Llevo días buceando en tu diario, en tus textos, en tus escritos, en tu idea utópica llevada a cabo. Oliendo tu rastro, midiendo centímetro a centímetro cada paso. Exégeta de tu abecedario velado; la L, la R, la B, la M, la MC. Un complejo juego descifrado. Un antropólogo espía, un detective privado. He estado en tu Camino de Santiago, en los albergues, en tus miradas, y en tu cansancio, y en tu volver a ponerte en pie, en tu perseverancia, y en tu misticismo alado. He estado en Cadaqués, en Madrid, en Barcelona, en tu casa de Hornachuelos, en el Blue Angel, en la Abadía de Cluny, en los antiguos castros, en el Bosque de los Ancianos. Me he comido un par de croquetas de tu madre, y un batido de chocolate, y una tortilla de patatas que ha preparado L y ha puesto en el tupper para el viaje.

Como un fantasma que llega después pero como si siempre hubiese estado, me he sentado a tu lado en las reuniones con tus amigos empresarios, con tus amigos masones, con tus amigos sabios, con tus amigos magos. He asistido a tus presentaciones de libros, y a tus extraños cenáculos. He leído las cartas, las que vienen y las que van. He contado cada céntimo y cada euro donado. He dormido con vosotros en el hotel Prius. He visto los mismos gatos que tus has visto, y también he estado en el entierro de Cuca junto a la alameda, yo también he llorado, y después he llegado con vosotros a Samos, y he visto O Couso. Y los ojos también me han brillado. Y he subido a los tejados. Y desde allá he visto la utopía hecha realidad. Como un ángel he ido acompañando a todos los utópicos a la mesa, en los círculos, en las meditaciones, en las actividades de la mañana, en las risas de la tarde, con la familia austríaca jugando con Geo, y con la familia de tres hijos, radiantes todos ellos. Estoy en cada una de las fotos hechas en la entrada. Y he cantado cada despedida en la carretera. Y he pisado todas las nieves, y me he calentado en el primer fuego, y me he duchado en la primera ducha. Y he montado contigo la bella Rous. Qué risas. Y he pasado los fríos inviernos en la caravana, tiritando, elegido entre los elegidos para sembrar un brote de esperanza utópica. Y he sujetado el tronco para que no pesara tanto y acabáramos antes la cabaña. Y he tocado el cuenco tres veces. Un largo silencio. Y tres veces lo he tocado. Y os he abrazado una y otra vez, infinidad de veces.
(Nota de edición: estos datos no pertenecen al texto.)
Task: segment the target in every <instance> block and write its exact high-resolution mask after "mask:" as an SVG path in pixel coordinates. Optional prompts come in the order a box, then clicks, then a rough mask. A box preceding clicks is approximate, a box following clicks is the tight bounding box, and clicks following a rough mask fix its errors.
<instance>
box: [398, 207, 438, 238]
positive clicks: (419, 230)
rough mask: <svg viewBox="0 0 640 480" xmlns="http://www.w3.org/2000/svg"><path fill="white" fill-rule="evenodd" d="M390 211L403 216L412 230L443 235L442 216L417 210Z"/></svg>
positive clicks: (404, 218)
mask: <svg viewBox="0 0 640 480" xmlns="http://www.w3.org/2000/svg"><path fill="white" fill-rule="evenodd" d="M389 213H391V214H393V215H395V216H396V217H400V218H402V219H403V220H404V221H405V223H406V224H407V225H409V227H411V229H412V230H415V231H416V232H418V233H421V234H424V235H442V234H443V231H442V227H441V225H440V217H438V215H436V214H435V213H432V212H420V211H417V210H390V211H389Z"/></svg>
He visto todas las sonrisas, todos los gestos, todas las ilusiones, y también los desalientos. Los desalientos también los he visto. Pero he visto el verde de los valles. Aún así, he tenido que ir en carne y hueso, acompañado de una niña ángel y de un gran arcángel para cerrar un ciclo, para cerrar una herida de verano o una herida de amor lejano. Para poner el suelo en el suelo, y el cielo en cielo, tras las losas protectoras, y que el culpable se transformase en amable, y que el amor sea una sonrisa cavada de una tierra santa antigua. Y he cocinado sin luz patatas y huevos fritos y todo inundado. Pero ahora, después de las inundaciones, todo está en calma. 21 días de retiro. B. Todo en silencio. El más bello de los silencios, el que desciende alrededor de las columnas de O Couso. Un inmenso silencio. Todo el mundo quieto en sus casas. En retiro silencioso. Y yo desde la distancia os observo. Estoy aquí, en tu cabaña, en estas sábanas, en esta madera, en esta respiración continua. En el bosque. En la utopía efectiva. En la sencillez voluntaria. Larga vida a O Couso, y a sus moradores. Hay una perra blanca que me acompaña. Sonríe, es una alma libre. Un alma libre errante en O Couso. Un alma libre.